Child Visitation Florida
The Florida Statutes and Family Code give clear information about how child custody cases are handled in the state. Title 6, Chapter 61: Dissolution of Marriage, Support, and Custody contains the specific information about the laws and guidelines that determine child custody arrangements. In this chapter, it states that the parenting plan must “describe in adequate detail…the time-sharing schedule arrangements that specify the time that the minor child will spend with each parent”. This means that Florida law places the utmost importance on a good child custody and visitation schedule. As parents make this time-sharing schedule, they must familiarize themselves with parts of the custody laws. Here are some laws that can help parents create their schedule.
1. The parents must both have adequate time with the child. Chapter 61 states that the minor children should have “frequent and continuing contact with both parents after the parents separate”. So, when a mother and father create a custody schedule, they should be sure to give enough time to both parents to be with the child. A Florida court will not accept a schedule where one parent is given all of the time. Parents should look at the needs of the children and figure out how to best allow both parents to be involved. The law further encourages parents to share all aspects of childrearing. To do this, each parent should have long enough visits to bond with the children and to perform different responsibilities and be involved in different aspects of the childs life.
2. Each parent has an equal right to custody of the child. Chapter 61 gives the guarantee that Florida has no presumption for or against the father or mother of the child or for or against any specific time-sharing schedule. Sometimes a mother will feel that she should automatically get custody of the children, or a father doesnt feel like he even has a chance to get custody or fair visitation. The court will not automatically grant custody to the father or mother just because they are the father or mother of the children. There is also no preference for any type of time-sharing schedule. This means that parents need to base all of their custody decisions on what is best for the children and come up with the schedule that way.

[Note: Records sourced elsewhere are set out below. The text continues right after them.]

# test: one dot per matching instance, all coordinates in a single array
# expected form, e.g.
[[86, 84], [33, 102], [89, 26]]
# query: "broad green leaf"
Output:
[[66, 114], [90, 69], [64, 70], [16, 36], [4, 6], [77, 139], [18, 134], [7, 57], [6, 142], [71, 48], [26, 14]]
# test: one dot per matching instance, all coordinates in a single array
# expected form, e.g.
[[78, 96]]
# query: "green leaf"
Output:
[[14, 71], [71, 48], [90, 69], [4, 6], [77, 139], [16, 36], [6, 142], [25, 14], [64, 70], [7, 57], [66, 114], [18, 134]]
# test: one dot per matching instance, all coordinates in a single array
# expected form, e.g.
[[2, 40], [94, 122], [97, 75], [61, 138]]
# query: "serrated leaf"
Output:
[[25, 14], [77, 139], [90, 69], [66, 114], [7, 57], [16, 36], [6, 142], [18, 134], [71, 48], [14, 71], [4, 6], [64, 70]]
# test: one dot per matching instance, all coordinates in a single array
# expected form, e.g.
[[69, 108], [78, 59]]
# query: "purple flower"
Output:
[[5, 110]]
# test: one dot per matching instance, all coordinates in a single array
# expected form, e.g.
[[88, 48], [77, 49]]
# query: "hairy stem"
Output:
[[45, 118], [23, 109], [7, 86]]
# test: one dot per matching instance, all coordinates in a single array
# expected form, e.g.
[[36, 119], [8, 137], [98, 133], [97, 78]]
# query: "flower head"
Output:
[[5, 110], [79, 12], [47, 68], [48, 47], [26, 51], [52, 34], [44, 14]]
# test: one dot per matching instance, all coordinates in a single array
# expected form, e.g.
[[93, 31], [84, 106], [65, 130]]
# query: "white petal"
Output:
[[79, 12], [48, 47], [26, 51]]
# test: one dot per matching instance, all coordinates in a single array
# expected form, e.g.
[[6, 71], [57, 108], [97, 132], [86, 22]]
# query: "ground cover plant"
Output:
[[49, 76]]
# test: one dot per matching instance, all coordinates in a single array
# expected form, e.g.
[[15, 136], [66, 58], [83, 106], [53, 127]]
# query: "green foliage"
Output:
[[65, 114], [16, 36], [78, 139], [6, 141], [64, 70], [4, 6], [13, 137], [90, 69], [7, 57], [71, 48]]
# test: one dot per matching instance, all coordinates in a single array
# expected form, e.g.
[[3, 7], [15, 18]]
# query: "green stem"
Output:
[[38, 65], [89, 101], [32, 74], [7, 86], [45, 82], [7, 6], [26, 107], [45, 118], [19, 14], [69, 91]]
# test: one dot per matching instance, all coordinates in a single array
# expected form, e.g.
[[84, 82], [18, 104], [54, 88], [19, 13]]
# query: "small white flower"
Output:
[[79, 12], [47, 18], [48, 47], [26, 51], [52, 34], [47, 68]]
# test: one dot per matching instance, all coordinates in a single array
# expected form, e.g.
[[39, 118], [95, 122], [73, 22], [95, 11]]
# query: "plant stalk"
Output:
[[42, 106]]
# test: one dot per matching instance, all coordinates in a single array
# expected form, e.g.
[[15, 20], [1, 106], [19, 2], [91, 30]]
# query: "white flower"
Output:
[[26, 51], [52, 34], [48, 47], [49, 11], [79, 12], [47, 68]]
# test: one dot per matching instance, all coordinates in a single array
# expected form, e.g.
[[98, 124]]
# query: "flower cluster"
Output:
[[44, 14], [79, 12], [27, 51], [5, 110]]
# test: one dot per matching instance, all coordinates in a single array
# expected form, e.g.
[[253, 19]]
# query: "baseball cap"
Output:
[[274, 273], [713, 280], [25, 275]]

3. There is a presumption for shared custody. Chapter 61 also requires that the court order the parents to have shared custody unless there is ample evidence that shared custody would harm the child. Parents should do everything in their power to work together on the custody and visitation schedule so that the parental responsibilities are shared. If they cant work together, a parent shouldnt expect the court to easily accept a schedule that doesnt have shared parenting time. If a mother or father doesnt want the other parent included in the childs life, there must be good reasons and evidence why.